Even in defeat at Wembley on Saturday, Newcastle’s performance against Tottenham was a fine description of their manager’s abilities. Spurs would eventually find a way through, but only really because of Martin Dubravka’s uncharacteristic error and, despite their passivity, it wasn’t a loss that they deserved.
Throughout the season and away from more prominent discussions about the potential sale of the club and Mike Ashley’s transfer reticence, Rafael Benitez has suffered criticism. Not from fans of the club, but certainly from outsiders, who view Benitez’s disaffection with Ashley as a fig leaf for his side’s performances and league position.
It’s really part of a broader point: mainstream analysis has this strange reluctance to criticise Ashley. When certain pundits are questioned over his running of the club, there’s a sense that they temper what they think, offering party lines instead of more honest assessments. In some instance, with particular people, there’s a way to explain that. With others, though, it’s very strange indeed. Football clubs are always a top-to-bottom enterprise and it’s very rare for a team not to be a reflection of its organisational health. The implication being, of course, that everything which occurs above Benitez’s paygrade will always – always – affect his job performance.
Equally, whatever he is able to achieve at Newcastle must always be divided by whatever Ashley’s effect is calculated to be – which is what caught the eye in Saturday’s narrow loss at Wembley.
Benitez declared himself satsified after the game. He confessed that his side could have been better with the ball and that, between now and the end of the season, they must become more efficient in possession. But he also recognised how hard his players had worked defensively and how anaemic they made Tottenham look for long periods.
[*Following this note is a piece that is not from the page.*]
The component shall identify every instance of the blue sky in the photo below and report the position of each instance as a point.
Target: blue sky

They may have faced a Spurs side shorn of its two most important attacking players, but Mauricio Pochettino was still able to call on Son Heung-Min, Lucas Moura, Erik Lamela and Fernando Llorente, all players who – with the exception of Llorente – would walk into Newcastle’s starting eleven.
And yet Tottenham created nothing. Almost all of their attacking football was played in front of the visiting defence and the way Newcastle directed the threat into the channels and dealt comfortably with whatever was came into their penalty-box was extremely impressive. Had Son not scored the only goal in the game, a Newcastle centre-half – most likely Jamaal Lascelles – would almost certainly have been Man Of The Match. And nobody, irrespective of what colours they wore to the stadium, would have argued about that.
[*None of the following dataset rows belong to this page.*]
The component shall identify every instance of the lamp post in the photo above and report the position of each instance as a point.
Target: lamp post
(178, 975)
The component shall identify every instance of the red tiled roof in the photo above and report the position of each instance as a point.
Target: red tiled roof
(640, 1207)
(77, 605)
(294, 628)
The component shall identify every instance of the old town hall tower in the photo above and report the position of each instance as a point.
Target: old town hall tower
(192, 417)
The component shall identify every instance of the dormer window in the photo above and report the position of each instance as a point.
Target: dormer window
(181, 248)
It’s important to remember, also, that those caveats about Spurs’ injuries only matter in certain situations. While they may be at a considerable disadvantage to those clubs within their own context – both Manchester clubs, Chelsea, Liverpool etc – but even without Dele Alli and Harry Kane they enjoy a comfortable superiority over every side beyond the top-six.
That’s the context that Newcastle’s showing deserves. Benitez confirmed post-game that he expects Miguel Almiron to receive his visa this week and, when that happens, the Paraguayan will provide some much needed support to Salomon Rondon. For now, though, the right response is to recognise how well Benitez is coaching certain departments within the game and – this week especially – appreciate how stubborn he’s been able to make Newcastle despite such scarce resources.
The criticism he faces from some is instructed by a nebulous loyalty to Ashley, or by some kind of ill-defined business-related dependency on him. Elsewhere though, when that isn’t the case, it’s absolutely baffling and seems to rely on a tremendous ignorance of the circumstances in which he’s operating.